No carbon number, no deal: Europe’s carbon rules are redefining trade

10 July 2025

By Jonas Bengtsson, Co-founder & Director of Impact and Expert Advisor to Rebuilt

Cover image

In Europe, a product without a carbon number is starting to look like a phone without internet access, technically functional, but commercially obsolete. It’s no longer just about sustainability; it’s about market access, procurement decisions, and regulatory compliance. Product Carbon Footprints (PCFs) are becoming a default requirement for trade, and Australia risks being locked out of future markets if it doesn’t act now.

Regulators in the EU are embedding PCFs into law. The Carbon Border Adjustment Mechanism (CBAM) already requires importers of carbon-intensive goods like cement and steel to report embedded emissions.
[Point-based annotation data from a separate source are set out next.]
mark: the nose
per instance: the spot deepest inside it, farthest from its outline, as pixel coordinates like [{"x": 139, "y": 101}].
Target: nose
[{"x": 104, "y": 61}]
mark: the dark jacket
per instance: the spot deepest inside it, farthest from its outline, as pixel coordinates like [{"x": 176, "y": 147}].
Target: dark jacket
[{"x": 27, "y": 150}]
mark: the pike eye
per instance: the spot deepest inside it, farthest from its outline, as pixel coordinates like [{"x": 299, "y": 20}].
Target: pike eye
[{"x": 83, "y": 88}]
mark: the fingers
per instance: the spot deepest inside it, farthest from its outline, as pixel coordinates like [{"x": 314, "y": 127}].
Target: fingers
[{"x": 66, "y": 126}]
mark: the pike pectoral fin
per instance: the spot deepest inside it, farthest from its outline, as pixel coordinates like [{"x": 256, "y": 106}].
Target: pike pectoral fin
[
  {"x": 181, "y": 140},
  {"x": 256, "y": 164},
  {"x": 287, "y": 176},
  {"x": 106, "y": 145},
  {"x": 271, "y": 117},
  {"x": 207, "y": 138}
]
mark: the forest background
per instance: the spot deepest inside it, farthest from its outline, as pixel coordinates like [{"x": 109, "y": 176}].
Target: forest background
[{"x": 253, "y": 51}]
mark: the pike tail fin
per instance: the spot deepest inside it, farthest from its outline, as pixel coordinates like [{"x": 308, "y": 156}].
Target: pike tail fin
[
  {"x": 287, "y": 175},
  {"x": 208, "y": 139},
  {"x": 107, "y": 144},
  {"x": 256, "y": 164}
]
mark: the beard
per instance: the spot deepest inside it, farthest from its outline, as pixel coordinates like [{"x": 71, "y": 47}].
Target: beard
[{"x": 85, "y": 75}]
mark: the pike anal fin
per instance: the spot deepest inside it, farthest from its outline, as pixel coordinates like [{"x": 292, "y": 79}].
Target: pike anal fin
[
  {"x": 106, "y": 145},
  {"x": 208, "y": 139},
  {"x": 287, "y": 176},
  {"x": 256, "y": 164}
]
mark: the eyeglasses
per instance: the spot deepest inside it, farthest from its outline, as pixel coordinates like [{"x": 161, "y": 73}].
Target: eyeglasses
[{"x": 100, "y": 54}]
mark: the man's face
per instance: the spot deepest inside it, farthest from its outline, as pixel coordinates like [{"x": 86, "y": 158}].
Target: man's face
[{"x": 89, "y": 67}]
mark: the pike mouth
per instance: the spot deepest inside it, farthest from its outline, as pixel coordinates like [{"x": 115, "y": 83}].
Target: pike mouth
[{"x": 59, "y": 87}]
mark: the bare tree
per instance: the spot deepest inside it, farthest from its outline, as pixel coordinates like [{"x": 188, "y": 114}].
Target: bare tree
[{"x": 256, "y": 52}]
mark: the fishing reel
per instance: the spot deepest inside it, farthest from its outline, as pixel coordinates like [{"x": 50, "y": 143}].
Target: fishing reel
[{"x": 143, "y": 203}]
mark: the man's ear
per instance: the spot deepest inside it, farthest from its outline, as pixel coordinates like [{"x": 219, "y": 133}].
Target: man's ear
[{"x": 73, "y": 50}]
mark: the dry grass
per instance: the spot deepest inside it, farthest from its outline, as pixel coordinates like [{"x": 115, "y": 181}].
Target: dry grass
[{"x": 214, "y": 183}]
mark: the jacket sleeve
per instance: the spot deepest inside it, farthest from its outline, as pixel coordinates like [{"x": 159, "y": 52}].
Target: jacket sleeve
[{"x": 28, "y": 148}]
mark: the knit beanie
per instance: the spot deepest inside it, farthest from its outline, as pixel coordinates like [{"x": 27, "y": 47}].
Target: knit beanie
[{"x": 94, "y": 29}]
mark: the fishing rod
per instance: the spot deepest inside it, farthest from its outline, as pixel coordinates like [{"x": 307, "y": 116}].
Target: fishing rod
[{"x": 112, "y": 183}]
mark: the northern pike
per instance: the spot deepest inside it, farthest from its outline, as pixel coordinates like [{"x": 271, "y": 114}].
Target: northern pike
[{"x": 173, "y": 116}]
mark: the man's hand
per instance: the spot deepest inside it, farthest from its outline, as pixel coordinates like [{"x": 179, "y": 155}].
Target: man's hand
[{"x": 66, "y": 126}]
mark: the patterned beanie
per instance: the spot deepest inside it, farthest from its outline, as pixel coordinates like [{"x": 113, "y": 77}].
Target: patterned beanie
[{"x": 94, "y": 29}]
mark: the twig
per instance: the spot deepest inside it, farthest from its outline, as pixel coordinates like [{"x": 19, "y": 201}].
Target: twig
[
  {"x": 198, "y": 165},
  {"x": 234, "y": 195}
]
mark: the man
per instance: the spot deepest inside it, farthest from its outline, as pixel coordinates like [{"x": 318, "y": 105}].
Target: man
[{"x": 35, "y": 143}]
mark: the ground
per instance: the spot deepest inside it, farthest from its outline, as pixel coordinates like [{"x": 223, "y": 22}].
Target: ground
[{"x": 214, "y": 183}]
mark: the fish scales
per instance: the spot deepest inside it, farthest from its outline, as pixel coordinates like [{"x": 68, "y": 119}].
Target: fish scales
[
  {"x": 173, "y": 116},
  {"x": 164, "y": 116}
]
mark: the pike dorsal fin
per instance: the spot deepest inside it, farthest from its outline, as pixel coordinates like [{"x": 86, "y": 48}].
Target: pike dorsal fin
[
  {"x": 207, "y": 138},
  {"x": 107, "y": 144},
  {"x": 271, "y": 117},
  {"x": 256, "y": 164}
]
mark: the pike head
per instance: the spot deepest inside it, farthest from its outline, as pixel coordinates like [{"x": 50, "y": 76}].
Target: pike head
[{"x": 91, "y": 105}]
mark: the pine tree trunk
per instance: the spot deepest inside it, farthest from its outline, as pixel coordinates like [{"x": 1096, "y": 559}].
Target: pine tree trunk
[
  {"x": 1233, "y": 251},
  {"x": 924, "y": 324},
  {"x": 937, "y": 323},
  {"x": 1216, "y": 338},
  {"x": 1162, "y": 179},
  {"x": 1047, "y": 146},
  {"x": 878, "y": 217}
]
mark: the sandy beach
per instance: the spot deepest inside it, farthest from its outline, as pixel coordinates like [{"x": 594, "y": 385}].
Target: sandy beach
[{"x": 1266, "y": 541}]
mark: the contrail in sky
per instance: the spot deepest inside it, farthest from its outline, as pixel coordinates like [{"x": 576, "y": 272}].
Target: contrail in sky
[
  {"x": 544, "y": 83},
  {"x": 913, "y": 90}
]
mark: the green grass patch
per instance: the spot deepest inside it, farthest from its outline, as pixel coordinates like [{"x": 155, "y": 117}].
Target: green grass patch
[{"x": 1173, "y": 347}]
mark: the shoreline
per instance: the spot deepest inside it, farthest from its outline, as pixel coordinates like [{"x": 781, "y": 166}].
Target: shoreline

Next year, they’ll start paying for those emissions. Meanwhile, the upcoming Digital Product Passport (DPP) regulation will mandate machine-readable PCFs for priority product groups by 2027, and for all products by 2030.

Major companies are not waiting. BASF can already calculate PCFs for 45,000 products using an in-house tool. BMW and Ford require suppliers to include PCF data in contracts. Unilever expects its suppliers to provide product-specific carbon data, and construction giants in Europe and the US are increasingly insisting on Environmental Product Declarations (EPDs), formal disclosures that often include PCFs, to win bids.

These moves are being driven not only by regulation, but by supply chain pressure, where emissions from purchased goods and services dominate. In sectors like retail and construction, Scope 3 often accounts for over 90% of emissions. That’s why procurement teams are asking not “what’s your strategy?” but “what’s the carbon footprint of your product this year?”

From my vantage point, working with global businesses and policy settings, I see what’s happening in Europe as a clear signal of what’s to come.

This is why I think Rebuilt is spot on and well positioned to prepare Australia for business requirements that are only going to continue to grow.

What Rebuilt is doing isn’t just responding to today’s demands, it’s anticipating the structural changes that are reshaping how products will be assessed and traded. The ability to generate machine-readable PCFs at scale is becoming foundational infrastructure for manufacturers’ compliance. And Rebuilt’s approach—grounded in automation, usability and industry relevance, positions it well to support Australian suppliers as expectations accelerate.

What’s especially important is that Rebuilt is acting early. Rather than waiting for policy changes to land domestically, it’s looking ahead, drawing from European and North American precedents to help local industry build capability now, rather than scramble later. That kind of foresight can give companies the time and space they need to integrate carbon transparency into their core operations, not bolt it on as a last-minute compliance fix.

And crucially, Rebuilt is helping to bring clarity. PCFs and EPDs are often used interchangeably, but they serve different purposes. PCFs (ISO 14067) provide carbon-specific data, typically cradle-to-gate. Rebuilt have added independent verification processes (ISO14064-3) to meet requirements from programs like NABERS, Green Star and ISC. EPDs (ISO14025, EN15804 for construction products) are independently verified by definition and include a carbon assessment alongside a broader range of environmental indicators. I see PCFs as an accessible foundation, a building block for more complete environmental transparency and better decision-making.

The signal is clear: product-level carbon data is becoming core to how goods are valued, traded, and regulated. As other markets bake these expectations into law and procurement, Australia must decide whether to lead, or be left catching up. Platforms like Rebuilt won’t solve the challenge alone, but they are a crucial part of the solution: enabling transparency, simplifying data exchange, building capability, and giving Australian industry a head start on what’s already unfolding globally.